Yan Pang-ke, Zhang Li-na, Feng Ying, Qu Hui, Qin Li, Zhang Lian-shan, Leng Ying
State Key Laboratory of Drug Research, Shanghai Institute of Materia Medica, Chinese Academy of Sciences, Shanghai 201203, China.
Shanghai Hengrui Pharmaceuticals Co, Ltd, Shanghai 200245, China.
Acta Pharmacol Sin. 2014 May;35(5):613-24. doi: 10.1038/aps.2013.196.
The sodium glucose cotransporter 2 (SGLT2) plays an important role in renal glucose reabsorption, thus serves as a new target for the treatment of diabetes. The purpose of this study was to evaluate SHR3824 as a novel selective SGLT2 inhibitor and to characterize its in vivo effects on glucose homeostasis. The effects of chronic administration of SHR3824 on peripheral insulin sensitivity and pancreatic β-cell function were also investigated.
The in vitro potency and selectivity of SHR3824 were assessed in HEK293 cells transfected with human SGLT2 or SGLT1. Acute and multi-dose studies were performed on ICR mice, GK rats and db/db mice to assess the ability of SHR3824 to enhance urinary glucose excretion and improve blood glucose levels. 2-Deoxyglucose uptake and insulin immunohistochemical staining were performed in the soleus muscle and pancreas, respectively, of db/db mice. A selective SGLT2 inhibitor BMS512148 (dapagliflozin) was taken as positive control.

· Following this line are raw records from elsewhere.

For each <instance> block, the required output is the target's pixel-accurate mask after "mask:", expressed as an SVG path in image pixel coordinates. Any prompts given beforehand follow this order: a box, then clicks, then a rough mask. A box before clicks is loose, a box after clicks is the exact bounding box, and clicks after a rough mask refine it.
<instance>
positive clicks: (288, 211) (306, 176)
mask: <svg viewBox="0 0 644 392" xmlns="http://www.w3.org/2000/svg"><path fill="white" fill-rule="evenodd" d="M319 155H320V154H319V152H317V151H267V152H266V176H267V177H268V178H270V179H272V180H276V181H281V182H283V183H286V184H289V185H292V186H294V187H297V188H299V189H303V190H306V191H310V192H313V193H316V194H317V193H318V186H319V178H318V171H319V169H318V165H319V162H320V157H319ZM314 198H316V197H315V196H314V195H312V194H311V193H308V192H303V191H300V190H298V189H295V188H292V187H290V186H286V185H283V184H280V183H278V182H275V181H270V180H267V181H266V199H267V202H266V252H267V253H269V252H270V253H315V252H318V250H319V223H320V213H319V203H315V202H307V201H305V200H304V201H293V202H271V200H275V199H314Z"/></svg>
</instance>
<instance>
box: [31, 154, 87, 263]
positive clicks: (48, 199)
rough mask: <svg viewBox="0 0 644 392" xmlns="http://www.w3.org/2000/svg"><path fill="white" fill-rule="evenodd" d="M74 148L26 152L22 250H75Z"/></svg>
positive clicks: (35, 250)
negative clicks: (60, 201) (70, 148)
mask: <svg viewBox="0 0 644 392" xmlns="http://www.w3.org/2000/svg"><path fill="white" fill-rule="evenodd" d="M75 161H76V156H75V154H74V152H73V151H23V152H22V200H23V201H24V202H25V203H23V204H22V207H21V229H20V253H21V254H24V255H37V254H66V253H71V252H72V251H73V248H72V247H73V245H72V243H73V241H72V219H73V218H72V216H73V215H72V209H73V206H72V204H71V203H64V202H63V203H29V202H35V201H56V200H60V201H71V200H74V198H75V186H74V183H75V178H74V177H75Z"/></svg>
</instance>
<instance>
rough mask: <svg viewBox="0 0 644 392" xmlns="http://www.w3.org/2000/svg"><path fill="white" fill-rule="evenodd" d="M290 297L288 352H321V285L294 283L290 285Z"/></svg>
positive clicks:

SHR3824 potently inhibited human SGLT2 in vitro, but exerted much weak inhibition on human SGLT1 (the IC50 values of SHR3824 against human SGLT2 and SGLT1 were 2.38 and 4324 nmol/L, respectively). Acute oral administration of SHR3824 (0.3, 1.0, 3.0 mg/kg) dose-dependently improved glucose tolerance in ICR mice, and reduced hyperglycemia by increasing urinary glucose excretion in GK rats and db/db mice. Chronic oral administration of SHR3824 (0.3, 1.0, 3.0 mg·kg(-1)·d(-1)) dose-dependently reduced blood glucose and HbA1c levels in GK rats and db/db mice, and significantly increased insulin-stimulated glucose uptake in the soleus muscles and enhanced insulin staining in the islet cells of db/db mice.

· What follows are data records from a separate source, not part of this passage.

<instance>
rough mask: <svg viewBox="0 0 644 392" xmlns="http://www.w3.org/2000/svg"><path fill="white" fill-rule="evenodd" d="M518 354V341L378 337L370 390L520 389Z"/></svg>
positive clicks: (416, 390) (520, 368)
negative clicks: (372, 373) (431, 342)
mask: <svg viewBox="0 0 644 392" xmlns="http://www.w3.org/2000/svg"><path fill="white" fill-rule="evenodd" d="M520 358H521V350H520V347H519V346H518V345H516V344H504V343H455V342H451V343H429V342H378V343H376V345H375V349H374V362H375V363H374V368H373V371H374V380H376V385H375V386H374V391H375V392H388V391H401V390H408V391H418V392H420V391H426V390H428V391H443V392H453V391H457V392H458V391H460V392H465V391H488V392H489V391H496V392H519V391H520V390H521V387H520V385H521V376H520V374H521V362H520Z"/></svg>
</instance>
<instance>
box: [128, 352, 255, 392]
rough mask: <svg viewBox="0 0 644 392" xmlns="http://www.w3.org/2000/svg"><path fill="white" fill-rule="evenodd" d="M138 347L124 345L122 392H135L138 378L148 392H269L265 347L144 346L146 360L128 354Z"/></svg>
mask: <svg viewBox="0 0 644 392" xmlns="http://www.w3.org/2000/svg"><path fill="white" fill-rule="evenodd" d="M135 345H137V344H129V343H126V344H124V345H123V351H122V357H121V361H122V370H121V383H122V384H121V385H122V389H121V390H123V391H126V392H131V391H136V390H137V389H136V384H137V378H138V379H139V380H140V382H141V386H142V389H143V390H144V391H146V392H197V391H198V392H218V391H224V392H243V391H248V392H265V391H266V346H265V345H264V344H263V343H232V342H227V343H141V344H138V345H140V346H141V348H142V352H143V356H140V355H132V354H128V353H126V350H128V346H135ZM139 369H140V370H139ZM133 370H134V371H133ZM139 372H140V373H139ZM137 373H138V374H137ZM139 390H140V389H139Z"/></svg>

SHR3824 is a potent and selective SGLT2 inhibitor and exhibits antidiabetic efficacy in several rodent models, suggesting its potential as a new therapeutic agent for the treatment of type 2 diabetes.
钠-葡萄糖协同转运蛋白2(SGLT2)在肾脏葡萄糖重吸收中起重要作用,因此成为糖尿病治疗的新靶点。本研究旨在评估SHR3824作为一种新型选择性SGLT2抑制剂,并表征其对体内葡萄糖稳态的影响。还研究了长期给予SHR3824对外周胰岛素敏感性和胰腺β细胞功能的影响。
在转染了人SGLT2或SGLT1的HEK293细胞中评估SHR3824的体外效力和选择性。对ICR小鼠、GK大鼠和db/db小鼠进行急性和多剂量研究,以评估SHR3824增强尿糖排泄和改善血糖水平的能力。分别在db/db小鼠的比目鱼肌和胰腺中进行2-脱氧葡萄糖摄取和胰岛素免疫组织化学染色。选用选择性SGLT2抑制剂BMS512148(达格列净)作为阳性对照。
SHR3824在体外能有效抑制人SGLT2,但对人SGLT1的抑制作用较弱(SHR3824对人SGLT2和SGLT1的IC50值分别为2.38和4324 nmol/L)。急性口服SHR3824(0.3、1.0、3.0 mg/kg)剂量依赖性地改善了ICR小鼠的糖耐量,并通过增加GK大鼠和db/db小鼠的尿糖排泄降低了高血糖。长期口服SHR3824(0.3、1.0、3.0 mg·kg⁻¹·d⁻¹)剂量依赖性地降低了GK大鼠和db/db小鼠的血糖和糖化血红蛋白水平,并显著增加了比目鱼肌中胰岛素刺激的葡萄糖摄取,增强了db/db小鼠胰岛细胞中的胰岛素染色。
SHR3824是一种有效且选择性的SGLT2抑制剂,在几种啮齿动物模型中显示出抗糖尿病疗效,表明其作为治疗2型糖尿病新治疗药物的潜力。